One witness told the Forde Report: “I write this submission to you feeling degraded, overlooked and insulted on so many levels. I am a prime example of why so many say the party has a problem with race.
“It is why you can count on one hand the number of senior Black women in the party, and on multiple hands the number of Black people that have left.”
Another said: “It is quite interesting to hear how some of the staff refer to activists or politicians of colour when they don’t agree with them.

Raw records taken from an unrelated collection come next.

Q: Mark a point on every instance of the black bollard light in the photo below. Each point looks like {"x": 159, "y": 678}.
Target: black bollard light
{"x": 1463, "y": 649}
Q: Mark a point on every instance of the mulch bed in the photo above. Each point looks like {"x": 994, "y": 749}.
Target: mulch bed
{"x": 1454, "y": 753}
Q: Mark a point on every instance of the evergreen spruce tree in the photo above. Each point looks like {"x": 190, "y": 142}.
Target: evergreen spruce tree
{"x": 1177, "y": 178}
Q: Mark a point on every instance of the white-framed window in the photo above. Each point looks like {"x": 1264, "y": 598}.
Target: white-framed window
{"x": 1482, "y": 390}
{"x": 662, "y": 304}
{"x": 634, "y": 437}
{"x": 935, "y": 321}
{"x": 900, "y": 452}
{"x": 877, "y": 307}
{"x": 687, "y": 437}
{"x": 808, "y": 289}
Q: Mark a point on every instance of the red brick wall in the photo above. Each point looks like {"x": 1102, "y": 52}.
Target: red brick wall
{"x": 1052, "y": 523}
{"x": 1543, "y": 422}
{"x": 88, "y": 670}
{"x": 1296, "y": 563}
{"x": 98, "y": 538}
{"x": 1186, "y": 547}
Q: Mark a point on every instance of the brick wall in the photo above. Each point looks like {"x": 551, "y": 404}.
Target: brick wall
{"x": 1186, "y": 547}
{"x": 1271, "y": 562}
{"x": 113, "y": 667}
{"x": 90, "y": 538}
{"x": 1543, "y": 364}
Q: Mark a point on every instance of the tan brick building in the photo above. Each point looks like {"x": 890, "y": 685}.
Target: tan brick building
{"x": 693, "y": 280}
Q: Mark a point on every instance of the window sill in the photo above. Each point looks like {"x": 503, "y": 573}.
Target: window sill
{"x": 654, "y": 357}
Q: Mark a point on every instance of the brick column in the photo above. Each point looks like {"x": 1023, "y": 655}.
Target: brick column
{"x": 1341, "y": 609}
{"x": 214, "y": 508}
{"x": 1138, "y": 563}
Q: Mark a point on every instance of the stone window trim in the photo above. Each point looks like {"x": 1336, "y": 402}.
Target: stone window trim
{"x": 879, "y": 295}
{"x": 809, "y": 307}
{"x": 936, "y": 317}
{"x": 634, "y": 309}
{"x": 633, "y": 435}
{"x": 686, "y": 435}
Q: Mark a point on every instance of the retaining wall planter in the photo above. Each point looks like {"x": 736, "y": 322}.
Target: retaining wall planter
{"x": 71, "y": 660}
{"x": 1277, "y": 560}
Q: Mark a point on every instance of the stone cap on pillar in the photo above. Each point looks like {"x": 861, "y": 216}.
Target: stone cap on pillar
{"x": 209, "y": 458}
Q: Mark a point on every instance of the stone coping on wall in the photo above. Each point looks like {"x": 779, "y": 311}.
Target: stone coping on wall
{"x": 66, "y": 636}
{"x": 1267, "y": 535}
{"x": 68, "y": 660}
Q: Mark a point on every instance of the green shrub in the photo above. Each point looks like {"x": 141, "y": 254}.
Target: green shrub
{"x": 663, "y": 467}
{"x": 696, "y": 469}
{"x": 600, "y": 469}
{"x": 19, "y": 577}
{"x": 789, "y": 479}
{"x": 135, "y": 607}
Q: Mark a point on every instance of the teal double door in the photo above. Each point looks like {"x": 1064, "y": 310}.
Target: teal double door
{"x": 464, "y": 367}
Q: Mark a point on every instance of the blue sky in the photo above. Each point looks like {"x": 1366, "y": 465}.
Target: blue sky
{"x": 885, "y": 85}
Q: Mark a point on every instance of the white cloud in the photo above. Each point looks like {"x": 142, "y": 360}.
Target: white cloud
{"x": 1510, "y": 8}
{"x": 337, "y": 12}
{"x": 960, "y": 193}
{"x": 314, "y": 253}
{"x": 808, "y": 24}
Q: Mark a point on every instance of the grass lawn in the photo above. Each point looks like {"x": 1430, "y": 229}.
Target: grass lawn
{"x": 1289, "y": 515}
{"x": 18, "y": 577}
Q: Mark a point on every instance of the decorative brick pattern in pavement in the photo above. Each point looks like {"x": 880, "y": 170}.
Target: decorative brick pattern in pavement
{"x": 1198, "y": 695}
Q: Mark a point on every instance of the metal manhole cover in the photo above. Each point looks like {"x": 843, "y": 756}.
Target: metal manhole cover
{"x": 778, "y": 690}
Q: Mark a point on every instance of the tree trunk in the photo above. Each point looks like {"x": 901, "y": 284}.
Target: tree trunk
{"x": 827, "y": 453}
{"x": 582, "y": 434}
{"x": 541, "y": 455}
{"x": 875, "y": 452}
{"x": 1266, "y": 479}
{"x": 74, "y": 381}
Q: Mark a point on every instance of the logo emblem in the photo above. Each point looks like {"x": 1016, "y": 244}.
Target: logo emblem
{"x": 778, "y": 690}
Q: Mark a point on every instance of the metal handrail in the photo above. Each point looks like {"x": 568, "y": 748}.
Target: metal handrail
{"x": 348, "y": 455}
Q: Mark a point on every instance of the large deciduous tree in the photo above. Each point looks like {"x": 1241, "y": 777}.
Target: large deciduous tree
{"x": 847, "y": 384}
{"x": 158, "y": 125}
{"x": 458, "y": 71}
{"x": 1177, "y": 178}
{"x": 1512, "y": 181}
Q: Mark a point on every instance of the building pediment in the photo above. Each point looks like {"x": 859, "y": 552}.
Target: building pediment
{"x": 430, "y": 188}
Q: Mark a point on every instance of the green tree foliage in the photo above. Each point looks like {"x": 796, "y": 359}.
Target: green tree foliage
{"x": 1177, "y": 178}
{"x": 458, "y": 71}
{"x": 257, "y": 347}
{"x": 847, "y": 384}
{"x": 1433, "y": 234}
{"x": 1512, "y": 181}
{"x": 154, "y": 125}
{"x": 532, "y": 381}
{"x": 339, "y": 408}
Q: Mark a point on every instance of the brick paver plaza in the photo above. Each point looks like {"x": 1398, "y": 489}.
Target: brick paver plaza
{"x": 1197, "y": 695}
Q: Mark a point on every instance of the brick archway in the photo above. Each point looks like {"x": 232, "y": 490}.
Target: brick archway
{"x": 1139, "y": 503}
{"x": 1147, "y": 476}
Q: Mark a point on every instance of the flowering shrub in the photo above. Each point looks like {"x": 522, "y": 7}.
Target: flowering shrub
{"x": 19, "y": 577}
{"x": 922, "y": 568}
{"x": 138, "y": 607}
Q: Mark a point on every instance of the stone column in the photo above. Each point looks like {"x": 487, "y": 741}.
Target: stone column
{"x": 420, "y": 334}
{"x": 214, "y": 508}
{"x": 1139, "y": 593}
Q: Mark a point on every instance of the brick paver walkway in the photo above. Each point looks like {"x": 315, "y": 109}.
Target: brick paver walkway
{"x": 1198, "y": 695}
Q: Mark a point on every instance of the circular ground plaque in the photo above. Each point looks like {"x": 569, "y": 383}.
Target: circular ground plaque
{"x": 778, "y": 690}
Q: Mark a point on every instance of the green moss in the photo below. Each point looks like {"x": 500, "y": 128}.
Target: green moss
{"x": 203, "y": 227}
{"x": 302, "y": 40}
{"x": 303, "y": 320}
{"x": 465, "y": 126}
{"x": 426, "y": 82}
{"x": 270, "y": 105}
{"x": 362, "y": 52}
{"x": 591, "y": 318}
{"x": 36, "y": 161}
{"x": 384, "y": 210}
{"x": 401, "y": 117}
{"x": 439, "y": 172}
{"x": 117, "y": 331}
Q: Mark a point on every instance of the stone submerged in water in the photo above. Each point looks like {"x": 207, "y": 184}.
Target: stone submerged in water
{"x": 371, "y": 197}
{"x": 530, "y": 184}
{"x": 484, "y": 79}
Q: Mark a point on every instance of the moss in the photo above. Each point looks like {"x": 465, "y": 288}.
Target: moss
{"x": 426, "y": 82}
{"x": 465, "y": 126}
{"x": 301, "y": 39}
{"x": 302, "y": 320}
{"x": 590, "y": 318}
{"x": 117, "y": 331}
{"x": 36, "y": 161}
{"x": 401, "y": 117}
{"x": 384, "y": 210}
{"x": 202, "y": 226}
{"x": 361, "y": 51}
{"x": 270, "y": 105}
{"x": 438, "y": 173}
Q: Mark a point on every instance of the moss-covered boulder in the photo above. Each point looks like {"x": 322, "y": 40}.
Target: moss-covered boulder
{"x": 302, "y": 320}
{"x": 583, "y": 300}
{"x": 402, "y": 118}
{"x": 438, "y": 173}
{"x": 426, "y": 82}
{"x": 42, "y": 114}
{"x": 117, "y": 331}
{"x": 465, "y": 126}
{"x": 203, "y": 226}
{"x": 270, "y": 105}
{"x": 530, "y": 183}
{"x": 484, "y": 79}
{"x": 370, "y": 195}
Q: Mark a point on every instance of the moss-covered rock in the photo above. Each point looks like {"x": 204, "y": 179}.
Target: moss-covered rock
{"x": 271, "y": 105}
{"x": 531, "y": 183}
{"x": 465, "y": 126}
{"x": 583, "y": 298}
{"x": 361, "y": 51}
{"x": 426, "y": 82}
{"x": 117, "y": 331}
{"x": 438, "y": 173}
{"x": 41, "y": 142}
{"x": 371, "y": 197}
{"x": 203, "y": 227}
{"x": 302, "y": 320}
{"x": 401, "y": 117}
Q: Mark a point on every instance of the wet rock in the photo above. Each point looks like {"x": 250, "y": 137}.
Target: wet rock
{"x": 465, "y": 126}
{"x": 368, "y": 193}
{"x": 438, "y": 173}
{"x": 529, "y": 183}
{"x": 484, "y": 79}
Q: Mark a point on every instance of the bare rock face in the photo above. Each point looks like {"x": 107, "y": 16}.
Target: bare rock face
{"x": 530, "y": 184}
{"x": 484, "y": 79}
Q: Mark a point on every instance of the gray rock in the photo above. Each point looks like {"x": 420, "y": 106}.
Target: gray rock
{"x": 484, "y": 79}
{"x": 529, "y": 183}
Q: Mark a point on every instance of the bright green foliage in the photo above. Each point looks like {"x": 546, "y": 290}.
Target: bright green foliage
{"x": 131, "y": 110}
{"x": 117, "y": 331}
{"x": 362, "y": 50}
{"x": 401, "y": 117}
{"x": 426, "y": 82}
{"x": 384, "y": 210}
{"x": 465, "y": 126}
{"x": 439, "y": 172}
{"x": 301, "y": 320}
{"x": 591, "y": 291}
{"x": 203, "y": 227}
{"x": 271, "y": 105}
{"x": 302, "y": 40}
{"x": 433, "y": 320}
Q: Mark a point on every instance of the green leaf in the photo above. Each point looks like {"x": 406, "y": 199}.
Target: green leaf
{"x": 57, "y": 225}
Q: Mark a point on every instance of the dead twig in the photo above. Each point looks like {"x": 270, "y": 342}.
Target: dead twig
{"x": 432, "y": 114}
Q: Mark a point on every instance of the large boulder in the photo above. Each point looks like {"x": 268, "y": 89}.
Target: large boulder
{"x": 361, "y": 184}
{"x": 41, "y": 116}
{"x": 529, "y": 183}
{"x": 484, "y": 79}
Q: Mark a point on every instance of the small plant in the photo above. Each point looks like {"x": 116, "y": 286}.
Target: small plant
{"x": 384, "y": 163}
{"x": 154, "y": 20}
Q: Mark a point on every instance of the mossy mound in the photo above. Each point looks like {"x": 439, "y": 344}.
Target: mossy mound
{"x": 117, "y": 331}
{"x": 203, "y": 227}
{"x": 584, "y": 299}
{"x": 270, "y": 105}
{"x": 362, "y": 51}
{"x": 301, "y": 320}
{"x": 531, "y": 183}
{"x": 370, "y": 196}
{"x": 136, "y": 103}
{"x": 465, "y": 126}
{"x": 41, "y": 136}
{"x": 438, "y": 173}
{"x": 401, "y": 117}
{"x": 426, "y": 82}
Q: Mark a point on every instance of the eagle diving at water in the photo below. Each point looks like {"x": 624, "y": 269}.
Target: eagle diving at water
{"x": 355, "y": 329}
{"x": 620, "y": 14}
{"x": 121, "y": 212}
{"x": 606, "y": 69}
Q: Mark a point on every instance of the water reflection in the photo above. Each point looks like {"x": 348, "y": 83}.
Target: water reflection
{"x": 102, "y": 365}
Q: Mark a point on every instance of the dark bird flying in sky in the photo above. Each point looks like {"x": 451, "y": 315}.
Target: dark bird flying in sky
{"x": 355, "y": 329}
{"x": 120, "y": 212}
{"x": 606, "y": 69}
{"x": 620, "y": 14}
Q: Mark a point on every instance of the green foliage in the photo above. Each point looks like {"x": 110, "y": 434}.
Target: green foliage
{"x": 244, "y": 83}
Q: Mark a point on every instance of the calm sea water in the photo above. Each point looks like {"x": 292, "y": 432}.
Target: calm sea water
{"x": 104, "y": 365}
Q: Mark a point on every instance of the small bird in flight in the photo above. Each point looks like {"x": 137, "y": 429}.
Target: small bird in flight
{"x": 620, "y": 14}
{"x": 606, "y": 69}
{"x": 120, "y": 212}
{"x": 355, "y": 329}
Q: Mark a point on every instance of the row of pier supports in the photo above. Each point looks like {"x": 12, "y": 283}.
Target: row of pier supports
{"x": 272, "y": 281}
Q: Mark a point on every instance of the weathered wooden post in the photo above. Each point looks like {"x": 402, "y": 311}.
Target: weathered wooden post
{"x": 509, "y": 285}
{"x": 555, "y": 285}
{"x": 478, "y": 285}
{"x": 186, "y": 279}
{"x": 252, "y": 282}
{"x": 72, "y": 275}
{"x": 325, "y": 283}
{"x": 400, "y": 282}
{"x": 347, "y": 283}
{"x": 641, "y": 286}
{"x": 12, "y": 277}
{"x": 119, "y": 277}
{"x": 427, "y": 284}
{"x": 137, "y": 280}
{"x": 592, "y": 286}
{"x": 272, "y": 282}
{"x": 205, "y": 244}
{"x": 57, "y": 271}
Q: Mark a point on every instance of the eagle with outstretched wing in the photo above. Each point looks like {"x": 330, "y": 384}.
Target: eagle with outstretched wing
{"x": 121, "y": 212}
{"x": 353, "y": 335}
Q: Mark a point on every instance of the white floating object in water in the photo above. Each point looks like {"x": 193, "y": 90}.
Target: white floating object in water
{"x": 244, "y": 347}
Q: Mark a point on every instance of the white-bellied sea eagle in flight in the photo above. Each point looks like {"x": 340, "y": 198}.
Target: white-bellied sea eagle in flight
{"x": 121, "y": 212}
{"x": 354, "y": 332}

They use far more extreme or dangerous references to them.”
The Forde report also found that two groups within the Labour Party treated antisemitism as a “factional weapon”.
While the 860-page dossier, leaked while Jeremy Corbyn was leader, was intended to be a part of the party’s submission to an ongoing investigation by the Equality and Human Rights Commission into anti-Semitism, it advertently raised concerns of anti-Black racism too.
It included private WhatsApp conversations between officials who used a string of insults to describe senior Black MPs and officials, including senior MP Diane Abbott who was referred to as “repulsive”.
“The criticisms of Diane Abbott are not simply a harsh response to perceived poor performance – they are expressions of visceral disgust, drawing on racist tropes, and they bear little resemblance to the criticisms of white male MPs elsewhere in the messages,” the Forde report concluded on Tuesday.
“In our view, the fundamental problem is that people who are committed to progressive politics find it difficult if not impossible to accept that they might have acted in a way which was discriminatory.”
A Labour party spokesperson said: “The Forde report details a party that was out of control.
“Keir Starmer is now in control and has made real progress in ridding the party of the destructive factionalism and unacceptable culture that did so much damage previously and contributed to our defeat in 2019.”